Saturday, March 28, 2020

The Runs Saved Controversy at BillJames.com

This month, in a new series of statistical analyses, Bill James introduced some new ideas (to most of his readers, anyway) about defensive measurements.  His posts at BillJames.com and the comments can't be read if  you haven't subscribed to the site, but I'm repeating a few excerpts for non-commercial use only (I hope he won't mind that), and in any case, this post is written mainly for other subscribers to the site. 

In the post that kicked off this controversy, Bill wrote:

"It is not a perfect and unassailable truth that Offense and Defense are perfectly balanced, that Scoring Runs is half the game and preventing them is half the game.   It is not a perfect and unassailable truth, but it is a general and usable truth which can be validated in various ways.   If offense and defense are equal then, on a "league" basis—understanding that the league is no longer a completely self-contained entity—but on a league basis, runs prevented are equal to runs scored.  If there were 11,449 Runs SCORED by National League teams in 2019, there must also have been 11,449 Runs PREVENTED by National League teams—not perfectly, because the league winning percentage was not exactly .500, but we can adjust for that.  The question is, who prevented how many of those 11,449 Runs that were Prevented by Defensive Performance?"

In the comments section to that article, nine different people, including myself stated either that they did not understand this argument or that they did not agree with it.  Several others said they did agree with it, but the majority of respondents certainly did not. 

Bill replied a few days later with a long rant (there's really no other word) in another post, informing all of us who had questioned this conclusion, in essence, that he had done everything he could to help us understand this argument, about which he evidently had no second thoughts, and that if we didn't get it, it was our problem.  He also described any "argument" or "challenge to my work" as an"asshole question" to which he wasn't going to respond, and disclaimed any interest in any opposing arguments that we might make.

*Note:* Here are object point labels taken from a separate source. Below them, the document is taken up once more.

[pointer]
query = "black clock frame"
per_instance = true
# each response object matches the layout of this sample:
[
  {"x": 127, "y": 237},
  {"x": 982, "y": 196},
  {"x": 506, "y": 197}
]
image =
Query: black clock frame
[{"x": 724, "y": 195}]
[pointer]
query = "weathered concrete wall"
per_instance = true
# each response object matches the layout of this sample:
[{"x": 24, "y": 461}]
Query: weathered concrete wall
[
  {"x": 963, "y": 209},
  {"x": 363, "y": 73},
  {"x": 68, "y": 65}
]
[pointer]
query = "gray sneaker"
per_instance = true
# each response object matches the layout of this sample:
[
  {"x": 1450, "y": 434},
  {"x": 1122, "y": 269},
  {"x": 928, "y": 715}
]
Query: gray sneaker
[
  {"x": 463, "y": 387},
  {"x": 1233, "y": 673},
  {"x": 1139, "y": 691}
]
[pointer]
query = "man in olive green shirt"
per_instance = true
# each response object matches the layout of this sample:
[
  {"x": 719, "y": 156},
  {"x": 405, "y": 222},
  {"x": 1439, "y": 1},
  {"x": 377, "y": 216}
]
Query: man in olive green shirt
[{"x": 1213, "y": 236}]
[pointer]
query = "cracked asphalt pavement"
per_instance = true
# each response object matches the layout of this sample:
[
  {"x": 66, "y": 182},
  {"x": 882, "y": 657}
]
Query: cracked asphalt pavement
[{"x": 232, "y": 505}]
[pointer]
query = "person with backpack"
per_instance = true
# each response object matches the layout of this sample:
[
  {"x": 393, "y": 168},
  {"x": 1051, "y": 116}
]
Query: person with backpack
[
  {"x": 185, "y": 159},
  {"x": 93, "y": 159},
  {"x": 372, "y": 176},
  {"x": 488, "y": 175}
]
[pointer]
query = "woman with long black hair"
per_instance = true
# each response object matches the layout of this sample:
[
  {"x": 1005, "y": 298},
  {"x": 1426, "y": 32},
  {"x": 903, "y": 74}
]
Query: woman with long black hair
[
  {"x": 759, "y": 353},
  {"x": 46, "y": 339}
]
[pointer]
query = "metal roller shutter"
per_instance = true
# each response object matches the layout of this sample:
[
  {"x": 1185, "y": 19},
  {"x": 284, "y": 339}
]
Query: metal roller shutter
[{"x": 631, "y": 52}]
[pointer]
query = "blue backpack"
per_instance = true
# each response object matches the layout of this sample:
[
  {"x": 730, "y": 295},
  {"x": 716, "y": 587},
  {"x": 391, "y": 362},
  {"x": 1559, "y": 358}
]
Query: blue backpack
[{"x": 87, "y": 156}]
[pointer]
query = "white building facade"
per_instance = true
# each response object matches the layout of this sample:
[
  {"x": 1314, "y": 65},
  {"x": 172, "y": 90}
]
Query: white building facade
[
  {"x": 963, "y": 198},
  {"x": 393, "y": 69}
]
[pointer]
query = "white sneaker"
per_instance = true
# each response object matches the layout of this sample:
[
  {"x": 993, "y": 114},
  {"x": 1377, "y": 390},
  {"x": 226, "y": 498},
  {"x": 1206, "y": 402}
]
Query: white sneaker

If Bill doesn't want to read this post of mine, that's his business.  I am writing it for the other posters on his site whom he essentially ordered not to continue the discussion there.  I think that the above statement is wrong, as is another follow-up statement he made in a later post that we will get to, and I want to explain why and solicit comments from other reasons on what they think.

Let's start with some simple logic.  Let's look at the paragraph above. First I want to clarify something that could be clarified better, which I have run into myself: the reason league runs scored don't equal league runs allowed nowadays is interleague play.  One league always scores more runs than the other in interleague play, and that unbalances each league's totals.  That's a minor point.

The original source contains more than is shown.